In effetti sono rimasto sorpreso dalla sua semplicità, dalla sua fragilità fisica, dall’aura di autorevolezza e di mistero che trasmette, e insieme dalla sua rapidità intellettuale. Non riesce quasi più a articolare le parole, eppure in certo momenti, sforzandosi, si fa capire eccome. L’ha dimostrato quando, nel colloquio che abbiamo avuto con lui insieme col direttore del Corriere della Sera, Luciano Fontana, ha voluto dire con chiarezza che il papa è uno solo, disarmando i critici di Francesco. E quando ha visto il nostro vignettista Emilio Giannelli, che gli spiegava di non essere affatto religioso, al contrario di un fratello che era mancato in tempi recenti, Benedetto ha replicato, pronto: “Ha tempo per rimediare”. E’ un aneddoto riportato nel mio libro.
Il terzomondismo bergogliano ha mostrato forse la più grande frattura tra i due papi: l’Europa. Cosa divide i “diarchi” sul tema delle sorti del vecchio mondo e come ciò influenzerà la linea futura della chiesa?
Il Vaticano tende a percepirsi e a presentarsi come un’istituzione che garantisce continuità.

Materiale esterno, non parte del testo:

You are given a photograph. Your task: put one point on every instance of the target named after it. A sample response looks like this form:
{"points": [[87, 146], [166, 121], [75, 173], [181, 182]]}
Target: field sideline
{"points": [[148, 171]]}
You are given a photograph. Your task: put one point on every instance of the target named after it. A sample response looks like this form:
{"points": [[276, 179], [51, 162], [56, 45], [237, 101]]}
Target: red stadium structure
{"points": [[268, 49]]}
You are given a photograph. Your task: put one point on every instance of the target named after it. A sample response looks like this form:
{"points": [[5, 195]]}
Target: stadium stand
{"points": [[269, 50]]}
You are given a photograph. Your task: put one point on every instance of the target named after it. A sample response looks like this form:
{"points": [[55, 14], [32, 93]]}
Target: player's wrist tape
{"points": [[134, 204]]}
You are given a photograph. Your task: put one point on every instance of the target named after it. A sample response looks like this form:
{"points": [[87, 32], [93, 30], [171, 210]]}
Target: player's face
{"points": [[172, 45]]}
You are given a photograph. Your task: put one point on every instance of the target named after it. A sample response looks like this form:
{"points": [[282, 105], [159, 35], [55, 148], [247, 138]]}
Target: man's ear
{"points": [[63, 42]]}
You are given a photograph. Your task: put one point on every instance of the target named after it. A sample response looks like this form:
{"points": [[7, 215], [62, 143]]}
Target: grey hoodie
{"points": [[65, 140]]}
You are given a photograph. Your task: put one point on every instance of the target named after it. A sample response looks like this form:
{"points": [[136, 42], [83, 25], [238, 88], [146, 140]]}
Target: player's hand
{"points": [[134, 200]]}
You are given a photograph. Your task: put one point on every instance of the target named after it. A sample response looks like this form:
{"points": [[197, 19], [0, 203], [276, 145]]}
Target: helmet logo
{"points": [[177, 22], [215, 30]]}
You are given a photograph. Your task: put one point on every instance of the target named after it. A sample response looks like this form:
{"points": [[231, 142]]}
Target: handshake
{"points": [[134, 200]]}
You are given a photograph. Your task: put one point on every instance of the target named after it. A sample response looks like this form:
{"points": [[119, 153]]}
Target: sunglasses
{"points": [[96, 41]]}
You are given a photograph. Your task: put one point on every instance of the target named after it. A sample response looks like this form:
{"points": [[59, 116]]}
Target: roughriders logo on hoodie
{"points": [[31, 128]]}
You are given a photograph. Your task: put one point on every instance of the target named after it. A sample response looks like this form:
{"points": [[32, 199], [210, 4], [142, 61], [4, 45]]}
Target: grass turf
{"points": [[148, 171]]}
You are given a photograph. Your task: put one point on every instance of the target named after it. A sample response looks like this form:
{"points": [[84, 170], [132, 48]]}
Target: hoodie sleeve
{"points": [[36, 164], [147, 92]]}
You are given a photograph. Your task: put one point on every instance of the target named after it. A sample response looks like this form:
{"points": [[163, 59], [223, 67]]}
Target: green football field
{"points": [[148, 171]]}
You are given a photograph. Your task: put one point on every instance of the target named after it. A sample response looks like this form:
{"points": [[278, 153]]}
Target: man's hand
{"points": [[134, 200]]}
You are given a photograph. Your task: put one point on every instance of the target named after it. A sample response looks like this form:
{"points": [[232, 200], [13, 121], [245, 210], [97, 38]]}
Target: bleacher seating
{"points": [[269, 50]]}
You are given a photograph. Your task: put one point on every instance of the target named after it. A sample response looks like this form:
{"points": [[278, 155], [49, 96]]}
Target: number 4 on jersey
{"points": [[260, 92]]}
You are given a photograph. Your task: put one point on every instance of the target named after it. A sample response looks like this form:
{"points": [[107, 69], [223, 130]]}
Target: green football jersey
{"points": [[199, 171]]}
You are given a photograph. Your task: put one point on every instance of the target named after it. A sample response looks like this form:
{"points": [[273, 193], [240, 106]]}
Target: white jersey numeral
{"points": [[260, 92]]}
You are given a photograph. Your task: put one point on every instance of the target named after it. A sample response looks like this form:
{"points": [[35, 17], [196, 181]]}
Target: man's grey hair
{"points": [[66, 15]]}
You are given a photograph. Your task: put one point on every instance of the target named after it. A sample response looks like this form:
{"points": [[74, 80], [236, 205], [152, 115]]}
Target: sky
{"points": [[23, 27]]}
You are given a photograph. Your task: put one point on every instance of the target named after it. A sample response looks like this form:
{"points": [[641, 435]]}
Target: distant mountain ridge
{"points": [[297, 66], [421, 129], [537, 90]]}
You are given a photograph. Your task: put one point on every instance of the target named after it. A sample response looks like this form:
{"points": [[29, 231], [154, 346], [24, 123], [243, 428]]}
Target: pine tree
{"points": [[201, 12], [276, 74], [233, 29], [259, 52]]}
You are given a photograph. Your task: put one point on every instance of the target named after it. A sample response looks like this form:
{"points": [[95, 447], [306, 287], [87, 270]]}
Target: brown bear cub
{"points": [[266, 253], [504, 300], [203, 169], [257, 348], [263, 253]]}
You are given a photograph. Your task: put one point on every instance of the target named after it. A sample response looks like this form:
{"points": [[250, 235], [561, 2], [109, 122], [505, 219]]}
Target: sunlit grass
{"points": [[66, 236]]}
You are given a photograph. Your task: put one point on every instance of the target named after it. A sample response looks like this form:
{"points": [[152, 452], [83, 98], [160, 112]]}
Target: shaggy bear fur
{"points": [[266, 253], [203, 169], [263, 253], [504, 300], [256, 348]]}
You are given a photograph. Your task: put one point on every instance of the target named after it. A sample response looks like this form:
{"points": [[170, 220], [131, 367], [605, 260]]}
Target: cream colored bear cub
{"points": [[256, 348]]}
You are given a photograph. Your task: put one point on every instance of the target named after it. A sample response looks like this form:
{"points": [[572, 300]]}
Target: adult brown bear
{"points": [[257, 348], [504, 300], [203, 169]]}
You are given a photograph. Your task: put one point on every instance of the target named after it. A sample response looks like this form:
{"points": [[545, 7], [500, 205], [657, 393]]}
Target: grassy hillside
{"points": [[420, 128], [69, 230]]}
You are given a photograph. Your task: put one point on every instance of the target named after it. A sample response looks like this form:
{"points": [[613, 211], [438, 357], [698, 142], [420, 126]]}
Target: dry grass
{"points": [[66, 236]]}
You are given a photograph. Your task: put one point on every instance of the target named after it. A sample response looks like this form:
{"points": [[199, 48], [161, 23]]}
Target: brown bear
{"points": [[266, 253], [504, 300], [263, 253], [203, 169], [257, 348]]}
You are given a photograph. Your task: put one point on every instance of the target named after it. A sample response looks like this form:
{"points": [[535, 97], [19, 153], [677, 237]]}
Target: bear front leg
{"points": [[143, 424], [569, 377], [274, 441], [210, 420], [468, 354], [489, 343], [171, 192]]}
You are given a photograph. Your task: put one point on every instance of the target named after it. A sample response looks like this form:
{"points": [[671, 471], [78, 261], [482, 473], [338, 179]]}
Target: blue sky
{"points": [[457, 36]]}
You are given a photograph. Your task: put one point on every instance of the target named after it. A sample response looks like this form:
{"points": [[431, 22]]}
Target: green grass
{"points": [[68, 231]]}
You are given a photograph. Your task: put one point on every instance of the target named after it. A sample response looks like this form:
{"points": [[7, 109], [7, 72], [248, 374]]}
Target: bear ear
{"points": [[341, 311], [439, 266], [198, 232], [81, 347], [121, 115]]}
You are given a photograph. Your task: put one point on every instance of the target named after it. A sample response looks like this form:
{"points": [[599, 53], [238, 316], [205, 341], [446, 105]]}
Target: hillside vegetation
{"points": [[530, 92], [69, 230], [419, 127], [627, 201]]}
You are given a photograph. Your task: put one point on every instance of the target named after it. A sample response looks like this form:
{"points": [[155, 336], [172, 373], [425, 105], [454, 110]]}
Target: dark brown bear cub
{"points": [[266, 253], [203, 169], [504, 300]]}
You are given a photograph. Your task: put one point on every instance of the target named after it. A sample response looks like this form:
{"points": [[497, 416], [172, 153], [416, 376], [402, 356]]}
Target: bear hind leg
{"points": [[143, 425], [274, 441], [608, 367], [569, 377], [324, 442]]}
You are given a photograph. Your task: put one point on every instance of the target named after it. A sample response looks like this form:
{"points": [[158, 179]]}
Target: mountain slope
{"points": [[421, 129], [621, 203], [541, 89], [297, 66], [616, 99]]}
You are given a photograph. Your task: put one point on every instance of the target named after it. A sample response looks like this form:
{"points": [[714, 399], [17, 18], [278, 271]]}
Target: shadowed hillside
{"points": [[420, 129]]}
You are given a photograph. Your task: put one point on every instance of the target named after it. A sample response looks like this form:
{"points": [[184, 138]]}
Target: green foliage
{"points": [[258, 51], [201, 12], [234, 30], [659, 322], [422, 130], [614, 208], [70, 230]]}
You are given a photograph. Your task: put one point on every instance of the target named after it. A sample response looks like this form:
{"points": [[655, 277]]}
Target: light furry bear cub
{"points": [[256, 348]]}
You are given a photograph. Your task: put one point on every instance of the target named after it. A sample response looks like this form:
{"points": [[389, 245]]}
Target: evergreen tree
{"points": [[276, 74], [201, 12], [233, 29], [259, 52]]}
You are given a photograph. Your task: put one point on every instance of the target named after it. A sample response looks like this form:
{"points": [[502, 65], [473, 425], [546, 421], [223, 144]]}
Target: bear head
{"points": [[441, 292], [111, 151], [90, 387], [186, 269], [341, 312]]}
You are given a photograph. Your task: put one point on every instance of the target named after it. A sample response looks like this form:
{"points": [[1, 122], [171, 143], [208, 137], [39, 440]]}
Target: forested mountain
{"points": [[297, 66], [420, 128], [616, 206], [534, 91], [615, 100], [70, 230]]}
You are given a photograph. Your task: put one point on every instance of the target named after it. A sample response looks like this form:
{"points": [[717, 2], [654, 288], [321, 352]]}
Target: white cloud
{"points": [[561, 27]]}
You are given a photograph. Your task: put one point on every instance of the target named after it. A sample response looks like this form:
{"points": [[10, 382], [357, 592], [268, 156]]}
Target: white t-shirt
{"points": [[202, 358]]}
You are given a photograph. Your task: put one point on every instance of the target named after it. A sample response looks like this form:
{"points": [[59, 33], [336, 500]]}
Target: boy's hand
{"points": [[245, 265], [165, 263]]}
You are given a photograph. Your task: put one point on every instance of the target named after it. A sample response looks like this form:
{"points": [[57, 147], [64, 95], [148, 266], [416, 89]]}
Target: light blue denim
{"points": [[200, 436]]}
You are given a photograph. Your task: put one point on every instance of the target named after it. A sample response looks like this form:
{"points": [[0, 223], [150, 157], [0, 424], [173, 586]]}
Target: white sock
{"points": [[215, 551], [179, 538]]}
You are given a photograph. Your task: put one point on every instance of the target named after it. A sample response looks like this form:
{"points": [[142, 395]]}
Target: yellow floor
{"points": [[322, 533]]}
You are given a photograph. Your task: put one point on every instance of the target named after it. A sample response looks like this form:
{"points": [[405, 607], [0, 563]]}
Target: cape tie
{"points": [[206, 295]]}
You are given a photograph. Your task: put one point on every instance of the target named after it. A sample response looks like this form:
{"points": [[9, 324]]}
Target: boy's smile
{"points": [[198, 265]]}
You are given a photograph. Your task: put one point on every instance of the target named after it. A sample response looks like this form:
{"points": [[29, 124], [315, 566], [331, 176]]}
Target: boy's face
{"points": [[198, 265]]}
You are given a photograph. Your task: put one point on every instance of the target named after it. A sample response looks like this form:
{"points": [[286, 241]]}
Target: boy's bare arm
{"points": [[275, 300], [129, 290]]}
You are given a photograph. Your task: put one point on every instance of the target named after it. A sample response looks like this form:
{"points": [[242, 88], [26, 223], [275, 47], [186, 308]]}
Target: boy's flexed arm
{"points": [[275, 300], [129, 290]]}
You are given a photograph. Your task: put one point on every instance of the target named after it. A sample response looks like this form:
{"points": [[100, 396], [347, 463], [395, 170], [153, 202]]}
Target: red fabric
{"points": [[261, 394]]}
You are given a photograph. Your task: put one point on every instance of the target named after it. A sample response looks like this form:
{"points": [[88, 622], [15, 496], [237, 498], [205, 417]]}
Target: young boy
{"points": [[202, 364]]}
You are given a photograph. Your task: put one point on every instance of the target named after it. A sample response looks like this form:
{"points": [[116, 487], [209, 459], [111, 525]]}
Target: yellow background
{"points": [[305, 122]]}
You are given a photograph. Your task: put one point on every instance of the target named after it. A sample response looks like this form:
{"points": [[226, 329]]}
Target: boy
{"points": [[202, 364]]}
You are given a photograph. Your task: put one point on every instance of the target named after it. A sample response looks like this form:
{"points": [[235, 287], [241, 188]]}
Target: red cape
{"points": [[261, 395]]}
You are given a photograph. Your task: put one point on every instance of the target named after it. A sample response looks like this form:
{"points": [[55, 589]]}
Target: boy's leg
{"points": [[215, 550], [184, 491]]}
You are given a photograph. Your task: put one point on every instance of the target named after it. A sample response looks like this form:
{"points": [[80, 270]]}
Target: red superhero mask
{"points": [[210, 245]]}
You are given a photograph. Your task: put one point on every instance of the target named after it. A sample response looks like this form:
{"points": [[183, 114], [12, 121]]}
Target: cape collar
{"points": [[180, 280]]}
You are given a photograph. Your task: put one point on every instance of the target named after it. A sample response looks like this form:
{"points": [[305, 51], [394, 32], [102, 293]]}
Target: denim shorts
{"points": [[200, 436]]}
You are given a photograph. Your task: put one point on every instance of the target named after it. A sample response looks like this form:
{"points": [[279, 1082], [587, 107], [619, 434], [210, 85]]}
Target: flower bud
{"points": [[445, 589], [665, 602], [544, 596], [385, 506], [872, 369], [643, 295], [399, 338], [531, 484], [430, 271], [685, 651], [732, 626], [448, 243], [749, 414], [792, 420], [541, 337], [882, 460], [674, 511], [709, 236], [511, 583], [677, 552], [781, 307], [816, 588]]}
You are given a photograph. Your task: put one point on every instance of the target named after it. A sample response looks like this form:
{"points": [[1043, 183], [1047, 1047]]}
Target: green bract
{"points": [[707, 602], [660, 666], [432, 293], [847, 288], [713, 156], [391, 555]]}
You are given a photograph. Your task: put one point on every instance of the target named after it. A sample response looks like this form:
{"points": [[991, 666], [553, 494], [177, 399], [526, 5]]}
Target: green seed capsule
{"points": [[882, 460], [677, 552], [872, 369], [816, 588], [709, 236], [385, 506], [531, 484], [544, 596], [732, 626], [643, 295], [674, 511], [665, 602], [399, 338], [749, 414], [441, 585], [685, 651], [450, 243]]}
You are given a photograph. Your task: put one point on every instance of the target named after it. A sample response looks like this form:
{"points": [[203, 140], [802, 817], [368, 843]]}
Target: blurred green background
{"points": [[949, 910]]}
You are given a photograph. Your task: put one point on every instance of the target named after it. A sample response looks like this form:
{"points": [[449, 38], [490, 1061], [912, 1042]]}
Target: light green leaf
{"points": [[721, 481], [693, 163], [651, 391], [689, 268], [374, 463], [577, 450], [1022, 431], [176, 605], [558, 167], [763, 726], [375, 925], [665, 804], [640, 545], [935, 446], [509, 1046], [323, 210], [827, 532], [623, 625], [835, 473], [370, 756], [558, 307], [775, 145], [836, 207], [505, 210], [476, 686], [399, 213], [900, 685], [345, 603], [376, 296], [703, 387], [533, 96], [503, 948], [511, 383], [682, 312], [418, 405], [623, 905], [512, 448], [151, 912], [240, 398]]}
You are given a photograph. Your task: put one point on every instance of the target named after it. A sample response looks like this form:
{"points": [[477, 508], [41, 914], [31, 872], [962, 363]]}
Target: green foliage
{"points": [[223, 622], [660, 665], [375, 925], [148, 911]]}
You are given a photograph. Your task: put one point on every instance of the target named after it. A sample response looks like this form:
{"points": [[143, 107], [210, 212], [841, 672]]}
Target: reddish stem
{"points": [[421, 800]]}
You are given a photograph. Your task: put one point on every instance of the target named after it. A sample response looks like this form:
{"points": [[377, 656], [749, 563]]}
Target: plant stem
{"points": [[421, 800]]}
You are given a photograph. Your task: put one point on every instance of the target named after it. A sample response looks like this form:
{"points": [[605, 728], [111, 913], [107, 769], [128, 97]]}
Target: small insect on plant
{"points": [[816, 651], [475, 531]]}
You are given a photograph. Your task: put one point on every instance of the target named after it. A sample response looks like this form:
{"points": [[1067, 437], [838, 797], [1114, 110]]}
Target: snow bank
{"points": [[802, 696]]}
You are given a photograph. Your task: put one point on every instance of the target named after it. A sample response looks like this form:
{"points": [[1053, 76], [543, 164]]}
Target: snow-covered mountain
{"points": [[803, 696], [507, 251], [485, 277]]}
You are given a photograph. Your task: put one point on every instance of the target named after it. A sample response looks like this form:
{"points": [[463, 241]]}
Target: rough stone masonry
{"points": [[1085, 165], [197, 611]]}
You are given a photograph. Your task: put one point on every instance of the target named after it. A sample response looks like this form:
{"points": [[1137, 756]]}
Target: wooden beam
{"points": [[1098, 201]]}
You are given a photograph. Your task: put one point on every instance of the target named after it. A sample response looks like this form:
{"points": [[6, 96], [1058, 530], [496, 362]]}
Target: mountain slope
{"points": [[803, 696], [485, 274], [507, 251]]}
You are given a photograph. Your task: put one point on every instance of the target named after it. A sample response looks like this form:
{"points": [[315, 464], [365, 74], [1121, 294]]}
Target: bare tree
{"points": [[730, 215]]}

E questo avviene anche quando la continuità in realtà si adatta ai nuovi tempi. La mia impressione è che Benedetto sia stato un papa europeo e <italiano>, che voleva cercare di rianimare il cattolicesimo in Occidente; e che credeva e crede nei valori dell’Occidente. Ma l’operazione non è riuscita. Francesco è un americano, flglio di un’America latina che da terra di missione è diventata o ritiene di essere diventata terra missionaria, chiamata a rievangelizzare un’Europa e un Occidente ritenuti scristianizzati e senza futuro. Per questo Bergoglio è stato visto come un papa post-occidentale, che ha puntato molto sul Terzo Mondo; e, in parallelo, sui rapporti con la Russia, per sanare la frattura con la religione ortodossa; e con la Cina, per concordare la nomina dei vescovi e proiettare il cattolicesimo in Asia, dove fatica a penetrare. Ma l’aggressione militare russa all’Ucraina, di fatto assecondata dalla Cina, ha mostrato i limiti e le contraddizioni di questa strategia, impedendo almeno fino all’inizio di maggio al papa di esercitare la sua azione per la pace, nella quale il Vaticano è storicamente maestro. Le sue parole a favore dell’Ucraina sono state chiare e forti. E il fatto che durante due mesi e più di guerra Benedetto non abbia mai parlato dimostra come, se anche esistono delle differenze di giudizio, al Monastero ha prevalso una linea di unità e di ubbidienza a Francesco, per evitare fraintendimenti e speculazioni in una Chiesa cattolica percorsa da tensioni profonde e irrisolte.